L’actuel rédac’chef de Faits & DocumentsXavier Poussard, que j’ai contacté hier, m’a affirmé (il me permettra de le citer verbatim) :

« J’enquête sur « Brigitte » depuis 2016. Ratier avait déjà publié un certain nombre d’infos sur « Brigitte » dès 2012. Personnellement, je n’ai jamais vu une telle accumulation de contre-vérités dans une biographie officielle. Tout – ou presque – y est faux ».

De son côté, Natacha Rey, après avoir essuyé le refus de médias pourtant réputés assez « fouineurs » (Le Canard enchaîné, Médiapart) s’est finalement tournée vers Faits & DocumentsNatacha Rey a également publié le 10 décembre dernier une vidéo sur la chaîne d’Amandine Roy :

On regrettera que Natacha Rey ait confié son enquête à la chaîne d’une « médium » – activité certes honorable, mais assez éloignée de la chose politique… – alors que des poids lourds de la réinfosphère – je pense naturellement à TVLibertés – auraient sans doute été ravis de l’accueillir dans leurs studios.

Par ailleurs, une vidéo de quatre heures trente (!), est-ce bien raisonnable ? En matière politique, une vidéo, qui est faite pour frapper les esprits, se doit d’être courte : si l’on veut se donner du temps pour la réflexion, on se tourne vers l’écrit. N’était-il pas possible de synthétiser ce dossier en une heure trente ou deux heures maximum, en allant à l’essentiel ?

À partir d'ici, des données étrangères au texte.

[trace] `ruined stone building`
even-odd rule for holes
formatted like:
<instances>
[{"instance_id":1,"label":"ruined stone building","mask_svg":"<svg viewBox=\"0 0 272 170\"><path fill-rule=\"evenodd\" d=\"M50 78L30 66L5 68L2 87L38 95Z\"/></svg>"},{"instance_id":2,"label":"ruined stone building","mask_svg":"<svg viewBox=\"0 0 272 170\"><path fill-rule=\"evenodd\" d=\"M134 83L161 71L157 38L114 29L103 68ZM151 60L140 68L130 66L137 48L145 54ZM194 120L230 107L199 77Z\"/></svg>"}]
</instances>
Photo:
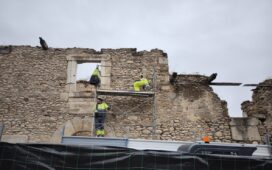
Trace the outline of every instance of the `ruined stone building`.
<instances>
[{"instance_id":1,"label":"ruined stone building","mask_svg":"<svg viewBox=\"0 0 272 170\"><path fill-rule=\"evenodd\" d=\"M2 141L59 143L62 135L92 136L98 94L76 81L77 65L89 62L101 64L100 90L132 91L140 74L152 80L152 96L103 94L112 106L106 136L197 141L208 135L218 142L263 143L265 126L271 134L272 80L243 103L248 117L234 119L208 76L177 75L170 83L167 54L158 49L13 46L0 50Z\"/></svg>"}]
</instances>

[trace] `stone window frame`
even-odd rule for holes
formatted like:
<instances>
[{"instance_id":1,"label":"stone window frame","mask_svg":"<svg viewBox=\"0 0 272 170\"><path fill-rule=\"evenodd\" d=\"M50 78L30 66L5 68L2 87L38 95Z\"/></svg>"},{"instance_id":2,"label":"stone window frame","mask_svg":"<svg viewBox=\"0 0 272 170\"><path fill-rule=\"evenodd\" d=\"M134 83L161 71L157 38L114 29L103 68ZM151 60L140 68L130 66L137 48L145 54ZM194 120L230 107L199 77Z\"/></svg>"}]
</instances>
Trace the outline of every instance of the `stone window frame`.
<instances>
[{"instance_id":1,"label":"stone window frame","mask_svg":"<svg viewBox=\"0 0 272 170\"><path fill-rule=\"evenodd\" d=\"M69 93L76 92L77 65L80 63L101 63L101 89L110 89L111 60L107 54L68 55L67 59L67 86ZM90 73L91 74L91 73Z\"/></svg>"}]
</instances>

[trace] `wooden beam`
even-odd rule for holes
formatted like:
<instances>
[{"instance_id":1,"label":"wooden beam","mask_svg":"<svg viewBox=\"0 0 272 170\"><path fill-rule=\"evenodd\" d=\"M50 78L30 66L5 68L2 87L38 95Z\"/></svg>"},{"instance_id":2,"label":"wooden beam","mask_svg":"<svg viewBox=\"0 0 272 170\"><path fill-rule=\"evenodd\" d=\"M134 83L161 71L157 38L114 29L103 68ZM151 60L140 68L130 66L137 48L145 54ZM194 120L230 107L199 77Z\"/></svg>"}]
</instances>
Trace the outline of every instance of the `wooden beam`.
<instances>
[{"instance_id":1,"label":"wooden beam","mask_svg":"<svg viewBox=\"0 0 272 170\"><path fill-rule=\"evenodd\" d=\"M209 85L212 86L240 86L242 83L233 83L233 82L212 82Z\"/></svg>"}]
</instances>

L’ensemble des dispositifs-écran mis en place par les Macron-Trogneux-Auzière est une véritable usine à gaz (et on flaire l’intervention de véritables professionnels de la désinformation, disposant de moyens d’Etat parfaitement rodés). Il était inutile d’en rajouter par de longues digressions sur la déontologie journalistique ou les risques liés au « métier » de lanceur d’alerte… On pourra substantiellement raccourcir le temps d’écoute en réglant la vitesse de lecture à 1.5…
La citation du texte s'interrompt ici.